Да что это с ним? Он всегда добивался своего, он не рафинированный мальчик, он бывал в таких передрягах, что если кому рассказать – не поверят. Он что, не переупрямит девчонку? И вообще, при чем здесь упрямство? Она его любит, он не может ошибаться, это она растерялась просто, от неожиданности. Еще Вовчик, идиот, фестиваль ей вчера устроил. Как же это он забыл? Конечно, у нее просто стресс. Не надо сейчас с ней говорить на серьезные темы, наоборот, пусть отвлечется.

Николай Георгиевич устроился в седле, закурил и поехал к дому.

Глава 20

Дома его ждала Людмила. Бледная до синевы, с черными кругами под глазами, решительная. Игорь умудрялся хромать по кухне бесшумно, заваривал кофе. Наташки в кухне не было. Они поздоровались, Николай Георгиевич сел напротив племянницы и стал ждать.

– Мы домой едем, – сказала она.

– Мы – это кто? – уточнил он, уже понимая, что эта дурочка опять простила своего мужа. Закопать его, правда, что ли? Как в дурацких боевиках: привезти на какую-нибудь свалку, дать в руки лопату, сказать: копай. Когда выкопает яму, повернуться и уйти. Плюнуть еще можно. Говорят, очень действенная воспитательная мера. Он размечтался и пропустил начало.

…Как он не понимает, человек близок к самоубийству, это уже не раскаяние, это просто патология, она всю ночь не спала, рядом просидела. Если привычный жизненный уклад не вернуть, все может закончиться очень плохо. И ключевой момент здесь – Наташа. Владимир должен быть уверен, что она его простила, что поняла, что на него просто затмение нашло. А дядя Коля знает, что если человек на это решился, то за ним не уследишь? Он понимает, что она рискует остаться вдовой в двадцать восемь лет? И какой вдовой – вдовой самоубийцы!..

Николай Георгиевич хотел сказать, что не повесится Вовчик никогда, не тот характер, а уж если соберется, то пусть выбирает трубу потолще и веревку покрепче. Чтобы, значит, жирную задницу выдержала. Вместо этого спросил, представляет ли она себе, каково Наташе вернуться в их дом?

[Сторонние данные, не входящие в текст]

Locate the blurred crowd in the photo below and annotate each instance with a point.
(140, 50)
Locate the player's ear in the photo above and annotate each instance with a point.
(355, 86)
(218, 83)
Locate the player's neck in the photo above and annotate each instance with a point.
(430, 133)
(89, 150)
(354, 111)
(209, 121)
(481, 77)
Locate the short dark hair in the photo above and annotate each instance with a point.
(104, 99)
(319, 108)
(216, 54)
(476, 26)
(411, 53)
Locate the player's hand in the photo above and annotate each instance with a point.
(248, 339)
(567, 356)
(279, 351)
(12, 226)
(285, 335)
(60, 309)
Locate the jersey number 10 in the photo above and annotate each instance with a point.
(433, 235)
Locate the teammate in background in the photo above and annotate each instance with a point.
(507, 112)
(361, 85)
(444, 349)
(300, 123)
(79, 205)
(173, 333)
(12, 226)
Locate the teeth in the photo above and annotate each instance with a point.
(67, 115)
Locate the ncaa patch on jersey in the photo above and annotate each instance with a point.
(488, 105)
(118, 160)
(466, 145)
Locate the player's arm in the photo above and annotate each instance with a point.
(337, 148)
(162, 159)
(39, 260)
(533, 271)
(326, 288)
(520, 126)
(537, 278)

Наташа согласна, она, Людмила, уже все выяснила, Наташа тоже понимает, какая у Володи душевная травма, как важно сейчас вместе помочь ему справиться с последствиями стресса. И потом: когда они спокойно, нормально вернутся все вместе домой, можно будет все скрыть от Андрюшки… Ну, съездили в гости, ну, вернулись, он забудет через день.

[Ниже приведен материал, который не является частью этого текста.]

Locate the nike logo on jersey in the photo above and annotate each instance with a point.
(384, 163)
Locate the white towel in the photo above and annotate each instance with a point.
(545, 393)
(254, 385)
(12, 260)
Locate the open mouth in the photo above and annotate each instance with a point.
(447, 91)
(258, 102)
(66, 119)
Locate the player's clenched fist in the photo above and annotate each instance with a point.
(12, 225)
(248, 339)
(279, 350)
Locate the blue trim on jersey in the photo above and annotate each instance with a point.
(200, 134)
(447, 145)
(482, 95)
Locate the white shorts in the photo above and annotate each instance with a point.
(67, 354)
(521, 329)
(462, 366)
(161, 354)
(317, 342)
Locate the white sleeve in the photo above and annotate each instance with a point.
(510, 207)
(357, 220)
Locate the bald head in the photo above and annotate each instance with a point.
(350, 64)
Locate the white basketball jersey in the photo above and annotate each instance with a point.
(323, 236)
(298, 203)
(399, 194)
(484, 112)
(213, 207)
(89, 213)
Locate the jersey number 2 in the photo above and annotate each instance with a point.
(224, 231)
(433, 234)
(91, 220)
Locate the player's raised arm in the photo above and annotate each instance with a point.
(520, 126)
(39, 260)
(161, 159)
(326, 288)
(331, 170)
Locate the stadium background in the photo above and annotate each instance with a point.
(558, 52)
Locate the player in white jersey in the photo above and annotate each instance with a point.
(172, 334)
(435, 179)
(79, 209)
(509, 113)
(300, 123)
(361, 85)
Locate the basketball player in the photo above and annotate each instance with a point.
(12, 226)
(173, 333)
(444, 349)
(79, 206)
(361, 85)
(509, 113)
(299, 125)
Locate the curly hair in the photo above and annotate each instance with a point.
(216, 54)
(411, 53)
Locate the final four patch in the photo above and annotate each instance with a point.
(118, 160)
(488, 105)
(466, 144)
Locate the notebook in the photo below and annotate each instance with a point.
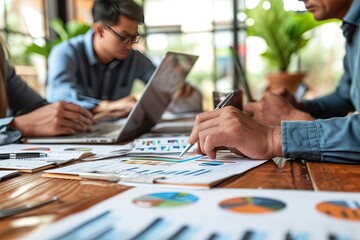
(166, 80)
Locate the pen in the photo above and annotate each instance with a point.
(220, 105)
(22, 155)
(89, 99)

Забудет что? Что его отец урод и подонок, которому наплевать на жену? Не говоря уже… Он сидел, слушал повторяющиеся аргументы и понимал, что хочет послать племянницу северным загибом. Тройным. Никогда вслух произносить не пробовал. И дело тут было вовсе не в его сегодняшнем неудавшимся объяснении в любви. Он не мог, просто физически не мог отпустить Наташку, позволить ей уехать. А уж тем более – туда.

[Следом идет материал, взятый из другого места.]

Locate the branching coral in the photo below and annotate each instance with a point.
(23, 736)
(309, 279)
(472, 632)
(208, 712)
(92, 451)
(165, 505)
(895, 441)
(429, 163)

– Нет. – Он сказал это так категорично, как будто ему предложили нечто совершенно невообразимое: продать родину, бросить мать, ударить женщину или ребенка.

– Что нет, что нет? Ты вообще меня слушаешь?

– Я поеду, Николай Георгиевич. – Наташка уже переоделась и явно ждала окончания их разговора. Он не слышал, как она вошла.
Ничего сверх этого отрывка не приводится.